Liberals’ plan for NDIS cuts stalled—now stop them for good

New NDIS Minister Linda Reynolds has halted plans for compulsory independent assessments (IAs) for the NDIS.

This is a win against the Liberals’ plan for cuts. The government is completely isolated in its push to introduce these degrading assessments. But it has only delayed their introduction until after further consultations and the second round of trials, not scrapped them completely.

IAs would see NDIS applicants’ needs determined by a government contracted assessor, instead of doctors or therapists of their choosing.

It is not clear how the IAs would work. Critics warn that they could be conducted in just three hours and that results will be standardised check box assessments, with little regard for people’s individual circumstances.

Instead of their personalised budget coming out of a consideration of the participant’s goals and aspirations, IAs will see it determined by a crude assessment of their “functional capacity.”

Currently NDIS participants can request a review of decisions made by NDIA staff (from the government department that runs the scheme). They can then appeal to the Administrative Appeals Tribunal (AAT), where the NDIA often loses.

But IA results will not be reviewable. Participants will still have the right to an AAT appeal to challenge NDIA decisions about their budget, but not the data that informs it. This makes winning a successful review harder.

When it was begun in 2013 the NDIS promised to expand funding to meet every reasonable need of people with disabilities. But IAs will be used to cut spending on NDIS participants.

Further draft changes to the NDIS Act leaked in late March revealed that the government considered excluding people with Foetal Alcohol Syndrome Disorder and Acquired Brain Injury from the scheme.

Other proposals included preventing NDIS participants spending their funds on “ordinary living expenses.” Some participants have won the right to fund these at AAT appeals. For example, a man with Multiple Sclerosis living in North Queensland won the right to funding for air conditioning because his condition worsens in high temperatures.

When former NDIS Minister Stuart Robert decried the funding of sexual supports, it was these kinds of supports that he really had in his sights. The government wants to change the NDIS Act so that the Minister decides what can and can’t be funded, rather than the courts.

The government defends IAs as a fairer and more accurate way to determine NDIS participants’ support needs. These changes proposed in the draft Act show that fairness couldn’t be further from their minds.

The stakes are high. Disability advocates have warned of devastating consequences if IAs result in budget cuts or NDIS participants being “exited” from the scheme.

In its submission to the parliamentary Joint Standing Committee, VALID, an advocacy organisation for people with an intellectual disability, explained that, “this will mean people returning to prison, people evicted into hospitals, more children in out-of-home care, homelessness and even preventable death.”

Opponents of independent assessments need to press the advantage and take on the broader cost-cutting agenda. NDIS plans are already being slashed. The NDIA recently formed a “Sustainability Action Taskforce” to cut spending.
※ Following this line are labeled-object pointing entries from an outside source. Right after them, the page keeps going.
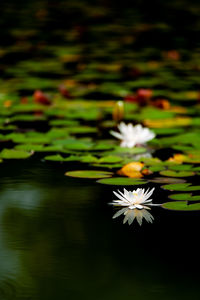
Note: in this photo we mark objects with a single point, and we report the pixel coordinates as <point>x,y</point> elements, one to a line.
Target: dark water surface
<point>57,236</point>
<point>58,241</point>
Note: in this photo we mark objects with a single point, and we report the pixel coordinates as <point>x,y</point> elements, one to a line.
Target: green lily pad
<point>177,173</point>
<point>181,205</point>
<point>184,196</point>
<point>89,174</point>
<point>122,181</point>
<point>14,154</point>
<point>166,180</point>
<point>81,130</point>
<point>57,157</point>
<point>112,159</point>
<point>168,131</point>
<point>185,187</point>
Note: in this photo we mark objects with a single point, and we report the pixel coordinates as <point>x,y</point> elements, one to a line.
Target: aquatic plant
<point>132,136</point>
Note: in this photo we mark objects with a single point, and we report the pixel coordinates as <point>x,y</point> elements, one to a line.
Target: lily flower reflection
<point>137,204</point>
<point>132,214</point>
<point>134,199</point>
<point>131,136</point>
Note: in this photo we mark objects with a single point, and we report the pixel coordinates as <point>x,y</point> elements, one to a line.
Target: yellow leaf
<point>132,170</point>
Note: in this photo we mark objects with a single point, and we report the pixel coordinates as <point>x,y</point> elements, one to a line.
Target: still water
<point>58,241</point>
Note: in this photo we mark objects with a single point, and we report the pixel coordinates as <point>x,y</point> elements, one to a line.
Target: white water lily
<point>132,214</point>
<point>138,198</point>
<point>131,136</point>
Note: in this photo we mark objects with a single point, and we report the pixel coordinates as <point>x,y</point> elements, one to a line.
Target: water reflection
<point>132,214</point>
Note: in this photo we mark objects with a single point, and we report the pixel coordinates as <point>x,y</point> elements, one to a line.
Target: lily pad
<point>185,187</point>
<point>166,180</point>
<point>57,157</point>
<point>185,196</point>
<point>177,173</point>
<point>122,181</point>
<point>181,205</point>
<point>14,154</point>
<point>89,174</point>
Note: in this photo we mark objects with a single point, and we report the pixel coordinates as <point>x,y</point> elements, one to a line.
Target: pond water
<point>58,239</point>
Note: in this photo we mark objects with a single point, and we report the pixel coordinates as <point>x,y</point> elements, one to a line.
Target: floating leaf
<point>14,154</point>
<point>132,170</point>
<point>112,159</point>
<point>89,174</point>
<point>185,187</point>
<point>166,180</point>
<point>185,196</point>
<point>177,173</point>
<point>122,181</point>
<point>57,157</point>
<point>181,205</point>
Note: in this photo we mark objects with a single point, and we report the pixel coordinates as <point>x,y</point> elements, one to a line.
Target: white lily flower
<point>132,214</point>
<point>134,199</point>
<point>133,135</point>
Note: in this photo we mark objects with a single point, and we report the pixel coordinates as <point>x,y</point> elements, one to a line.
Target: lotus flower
<point>131,136</point>
<point>132,214</point>
<point>134,199</point>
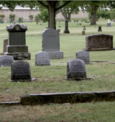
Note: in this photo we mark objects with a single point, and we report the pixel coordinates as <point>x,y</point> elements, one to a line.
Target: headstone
<point>20,70</point>
<point>17,42</point>
<point>83,55</point>
<point>6,61</point>
<point>83,32</point>
<point>99,42</point>
<point>5,43</point>
<point>51,43</point>
<point>99,28</point>
<point>58,30</point>
<point>108,23</point>
<point>76,69</point>
<point>42,58</point>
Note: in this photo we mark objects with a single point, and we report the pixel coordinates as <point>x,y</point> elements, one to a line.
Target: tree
<point>52,7</point>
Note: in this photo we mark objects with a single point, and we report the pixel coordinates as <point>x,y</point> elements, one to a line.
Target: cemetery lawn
<point>52,79</point>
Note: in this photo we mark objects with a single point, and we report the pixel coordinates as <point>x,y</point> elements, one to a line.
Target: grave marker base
<point>19,55</point>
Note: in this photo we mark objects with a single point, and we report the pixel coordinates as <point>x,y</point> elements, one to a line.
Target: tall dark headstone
<point>17,42</point>
<point>20,70</point>
<point>76,69</point>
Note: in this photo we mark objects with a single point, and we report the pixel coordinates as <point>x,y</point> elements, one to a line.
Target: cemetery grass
<point>52,79</point>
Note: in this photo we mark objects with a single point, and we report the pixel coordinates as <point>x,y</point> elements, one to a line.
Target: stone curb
<point>10,103</point>
<point>70,97</point>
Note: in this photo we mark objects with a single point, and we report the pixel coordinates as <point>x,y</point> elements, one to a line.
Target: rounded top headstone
<point>16,28</point>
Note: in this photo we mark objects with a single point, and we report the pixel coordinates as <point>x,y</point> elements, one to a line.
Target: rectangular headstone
<point>99,42</point>
<point>76,69</point>
<point>42,58</point>
<point>20,70</point>
<point>5,43</point>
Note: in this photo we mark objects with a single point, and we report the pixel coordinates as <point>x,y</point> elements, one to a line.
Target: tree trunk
<point>52,14</point>
<point>93,14</point>
<point>93,19</point>
<point>66,26</point>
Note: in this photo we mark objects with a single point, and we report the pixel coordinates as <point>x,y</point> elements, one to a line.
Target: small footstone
<point>42,58</point>
<point>83,55</point>
<point>76,69</point>
<point>6,61</point>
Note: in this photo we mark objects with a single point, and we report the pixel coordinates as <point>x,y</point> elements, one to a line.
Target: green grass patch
<point>52,79</point>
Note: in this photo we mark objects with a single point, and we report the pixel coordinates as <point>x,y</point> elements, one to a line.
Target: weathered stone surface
<point>83,32</point>
<point>19,55</point>
<point>42,58</point>
<point>5,43</point>
<point>50,40</point>
<point>99,42</point>
<point>51,43</point>
<point>108,23</point>
<point>17,38</point>
<point>83,55</point>
<point>20,70</point>
<point>76,69</point>
<point>99,28</point>
<point>6,61</point>
<point>71,97</point>
<point>17,42</point>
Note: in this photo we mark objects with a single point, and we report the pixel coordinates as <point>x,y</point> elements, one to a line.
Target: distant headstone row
<point>99,42</point>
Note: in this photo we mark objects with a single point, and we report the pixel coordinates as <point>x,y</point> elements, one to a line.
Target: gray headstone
<point>17,42</point>
<point>108,23</point>
<point>20,70</point>
<point>76,69</point>
<point>5,43</point>
<point>83,55</point>
<point>51,43</point>
<point>42,58</point>
<point>99,28</point>
<point>6,61</point>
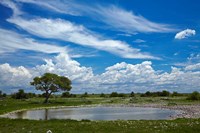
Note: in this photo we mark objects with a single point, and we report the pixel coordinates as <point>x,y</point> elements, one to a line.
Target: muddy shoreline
<point>187,111</point>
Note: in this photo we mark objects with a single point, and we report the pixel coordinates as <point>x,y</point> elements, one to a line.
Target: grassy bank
<point>70,126</point>
<point>9,104</point>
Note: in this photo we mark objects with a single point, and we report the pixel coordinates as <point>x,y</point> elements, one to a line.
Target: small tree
<point>20,95</point>
<point>132,94</point>
<point>194,96</point>
<point>51,83</point>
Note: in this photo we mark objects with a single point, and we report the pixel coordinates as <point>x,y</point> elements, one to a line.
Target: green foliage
<point>85,94</point>
<point>86,126</point>
<point>67,95</point>
<point>164,93</point>
<point>194,96</point>
<point>2,95</point>
<point>115,94</point>
<point>51,83</point>
<point>102,95</point>
<point>20,95</point>
<point>132,94</point>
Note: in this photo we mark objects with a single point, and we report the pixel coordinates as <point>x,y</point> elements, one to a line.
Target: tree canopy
<point>51,83</point>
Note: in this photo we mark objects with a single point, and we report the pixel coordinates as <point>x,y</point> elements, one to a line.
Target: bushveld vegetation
<point>10,103</point>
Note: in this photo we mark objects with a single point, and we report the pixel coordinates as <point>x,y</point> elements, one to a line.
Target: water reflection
<point>96,113</point>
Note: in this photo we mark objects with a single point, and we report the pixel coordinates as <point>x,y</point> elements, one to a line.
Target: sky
<point>102,46</point>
This is separate to all the other government reforms.

Market logic

Opposing the agenda for cuts also means getting the market out of disability services. Competing NDIS providers are cutting workers’ pay and conditions, leading to casualisation and insecure work. This damages the quality of disability services.

The sector is losing experienced workers as online platforms like Hireup and Mable, which use entirely insecure workforces, “disrupt” the NDIS market by undercutting established providers.

Personalised budgets were sold to disabled people as a means of empowering them by promoting “choice and control.”

In reality personalised budgets are a tool to limit NDIS participants’ spending. They impose a cap on the goods and services participants can access. This is becoming clearer under the proposed reforms, which include the periodic release of funds instead of an annual budget for use at the NDIS participant’s discretion.

Occupational Therapy Australia’s submission to the Joint Standing Committee argues that, “International evidence highlights the risk of inequity inherent in personalised and individualised social funding models… people of higher socioeconomic status tend to benefit more from personalised approaches, as they typically have greater self-advocacy and negotiation skills to navigate complex systems.”

As an alternative to independent assessments the Fairer NDIS for All campaign is demanding free medical and allied health services for NDIS applicants. This would reduce inequalities in obtaining the evidence needed to access the scheme.

But the ultimate goal needs to be a public disability service without strict eligibility criteria that exclude people who should be receiving support.

The campaign to stop IAs can be the start of a movement to win this.